Step By Step Instructions
- Expand the “RProject” twisty, and the application twisty
- Highlight the “Rsample” file, right click, and select Open With>SPL Graphical Editor
- Right-click on the RScript operator and select “Edit”
- In the Properties view that opens, click on the “Param” tab
- Select “Add…” button, select the “initializeScriptFileName”, “rObjects”, “rScriptFileName” and “streamAttributes” parameters, then click OK
- Update each of the parameters with the following values.
initializeScriptFileName: "initialize.r" rObjects: "hourTime", "minTime" rScriptFileName: "process.r" streamAttributes: hour, minute
Note: You can use the above to copy and paste into the Studio parameters page. When finished the values should match the ones below.
- Click the “Output” tab and expand “PredictedStream”
- Update the “expected” and “actual” attributes with the following values:
- “prediction” will be pulled from the R script “process.r”, it returns the predicted packet count given a timestamp
expected: fromR("prediction") actual: totalPacketCount
- Save the changes (press Ctrl+S) and ensure that it compiles without error
- In the Project Explorer, right-click “RSample” and select “Launch”.
- In the “Edit Configuration” dialog, click “Apply” and then “Continue”
- Switch to the Streams Explorer view
- Expand “InfoSphere Streams 220.127.116.11″>”Instances”
- Right-click on the default instance (i.e. “default:LabInstance@streamsadmin”) and select “Show Instance Graph”
- The Instance Graph view will open in the bottom panel, showing a similar graph as in the graphical editor. The instance graph view shows what is currently running in the instance. You can play with the options in the Instance Graph view to monitor health, flow rate and other metrics.
Allow the job to run for 5 minutes. You will see the FileSink operator turn from yellow to green, which indicates that an alert has been raised due to the simulated abnormal behaviour. The alert is logged in the “Results.csv” file under the “data” folder from the RProject project.
Exercise 2 – Dynamic Model Update
In this exercise, you will dynamically update the model. The application is configured to monitor the RProject/rscripts directory in the RProject in the workspace. When a new R script is copied into this directory, the directory scan will discover the new file and send the R script filename to the RScript operator.

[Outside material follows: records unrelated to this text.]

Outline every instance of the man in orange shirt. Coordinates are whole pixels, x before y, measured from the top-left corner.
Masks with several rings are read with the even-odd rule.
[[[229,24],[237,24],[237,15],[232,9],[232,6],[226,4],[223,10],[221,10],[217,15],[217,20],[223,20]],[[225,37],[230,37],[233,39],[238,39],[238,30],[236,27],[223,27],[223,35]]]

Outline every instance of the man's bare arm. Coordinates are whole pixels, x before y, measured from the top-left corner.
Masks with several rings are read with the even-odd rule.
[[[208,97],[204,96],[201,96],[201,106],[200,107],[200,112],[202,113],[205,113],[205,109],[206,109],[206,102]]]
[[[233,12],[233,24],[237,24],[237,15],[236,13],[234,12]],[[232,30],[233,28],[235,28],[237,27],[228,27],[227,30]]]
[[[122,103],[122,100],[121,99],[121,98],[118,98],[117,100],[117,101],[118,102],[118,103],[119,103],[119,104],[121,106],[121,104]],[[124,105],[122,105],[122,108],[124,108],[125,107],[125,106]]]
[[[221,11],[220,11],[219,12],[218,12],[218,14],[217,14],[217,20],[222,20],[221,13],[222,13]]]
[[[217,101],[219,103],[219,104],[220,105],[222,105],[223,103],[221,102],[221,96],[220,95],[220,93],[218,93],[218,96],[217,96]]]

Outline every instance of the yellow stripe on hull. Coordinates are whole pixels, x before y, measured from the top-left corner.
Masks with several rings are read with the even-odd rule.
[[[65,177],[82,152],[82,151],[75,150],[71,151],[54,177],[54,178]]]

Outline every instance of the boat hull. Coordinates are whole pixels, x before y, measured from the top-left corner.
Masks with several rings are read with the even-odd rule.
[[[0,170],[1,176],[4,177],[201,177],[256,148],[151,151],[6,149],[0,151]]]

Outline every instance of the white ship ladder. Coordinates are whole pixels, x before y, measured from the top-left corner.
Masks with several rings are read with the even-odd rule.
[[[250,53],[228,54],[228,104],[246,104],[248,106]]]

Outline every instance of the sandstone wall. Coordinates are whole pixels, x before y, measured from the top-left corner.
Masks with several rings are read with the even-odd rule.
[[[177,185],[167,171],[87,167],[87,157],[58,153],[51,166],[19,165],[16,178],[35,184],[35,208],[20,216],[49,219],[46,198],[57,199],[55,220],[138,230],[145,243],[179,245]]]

The operator will read the new R script and update the model dynamically.
To update the model used by the RScript operator:
- In the Project Explorer, expand the “Resources/data”
- Under the data folder, select file: “newModel.r”
- Right click and select “Copy”
- In the Project Explorer, expand and select “Resources/rscripts”
- Right click and select “Paste”
If the model is updated successfully, the DirectoryScan operator in the Instance Graph will turn from yellow to green.